Greek Prime Minister George Papandreou is set to announce a new cabinet in a concessionary move as he seeks support for new austerity measures.
Mr Papandreou, who will stay in his post, says he will put the new government to a vote of confidence in the parliament.
Renewed fears that Greece will default on its debt have shaken markets.
The proposed measures are necessary to gain EU and IMF aid, but have been met with fierce opposition in Greece.
Athens witnessed some of the most violent protests in more than a year on Wednesday as demonstrators went on to the streets and took part in a general strike.

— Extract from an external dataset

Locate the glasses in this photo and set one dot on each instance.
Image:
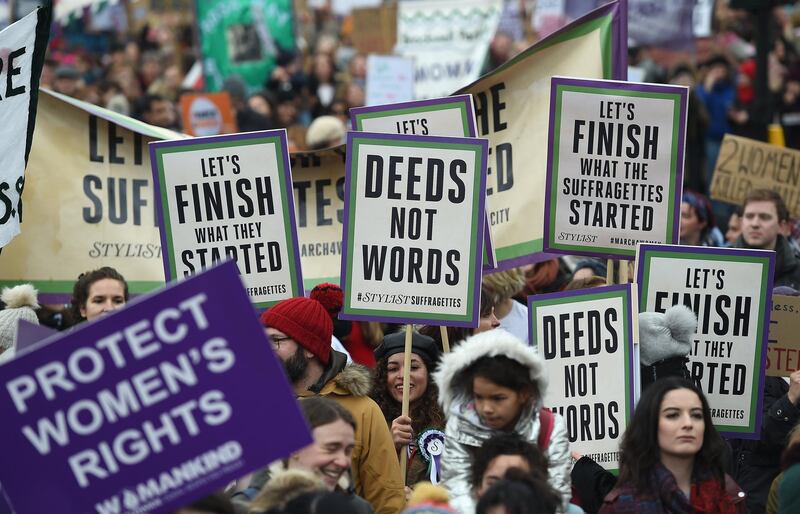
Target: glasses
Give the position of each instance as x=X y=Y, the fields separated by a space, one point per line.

Mr Papandreou had also faced the threat of a revolt in his socialist Pasok party over the controversial package.
'Road of duty'
Mr Papandreou, who came to power in 2009, has not indicated the extent of his ministerial shuffle, but correspondents say it may include the replacement of Finance Minister George Papaconstantinou.
The BBC's Malcolm Brabant in Athens says economic analysts say the post is likely to be filled by Lucas Papademos, a former vice president of the European Central Bank.
This would be met with approval from the IMF and EU, but whether it will satisfy members of parliament remains unclear, our correspondent says.
The government is seeking approval for a package of 28bn euros (£24.6bn; $40.5bn) of cuts, due to take effect from 2012 to 2015.
The policies are required for the release of the next tranche of aid - 12bn euros - from the EU and IMF.
In an address on Wednesday, Mr Papandreou announced he would "continue on the same course".
"This is the road of duty, together with Pasok's parliamentary group, its members, and the Greek people.
"Tomorrow I will form a new government, and then I will ask for a vote of confidence," he said.
During talks, Mr Papandreou was said to have offered to step down to clinch a coalition, but later agreed to carry on.
EU commissioners are said to have a "profound sense of foreboding" about Greece and the future of the eurozone, according to leaked account of a meeting on Wednesday seen by the BBC.
Greece's debt was downgraded by Standard & Poor's ratings agency earlier this week, making the debt the lowest-rated of the countrries it monitors.
On Wednesday, tens of thousands of activists and unionists gathered in Syntagma square in Athens, near parliament.
A further 20,000 people also demonstrated in Thessaloniki, police said.
The general strike was the third in Greece this year.
The events destabilised markets, with major indexes witnessing the biggest drop on Wednesday since 1 June, and the euro sliding more than 1% against the dollar.
Yields on Greece's 10-year bonds reached a record high of 18.4%.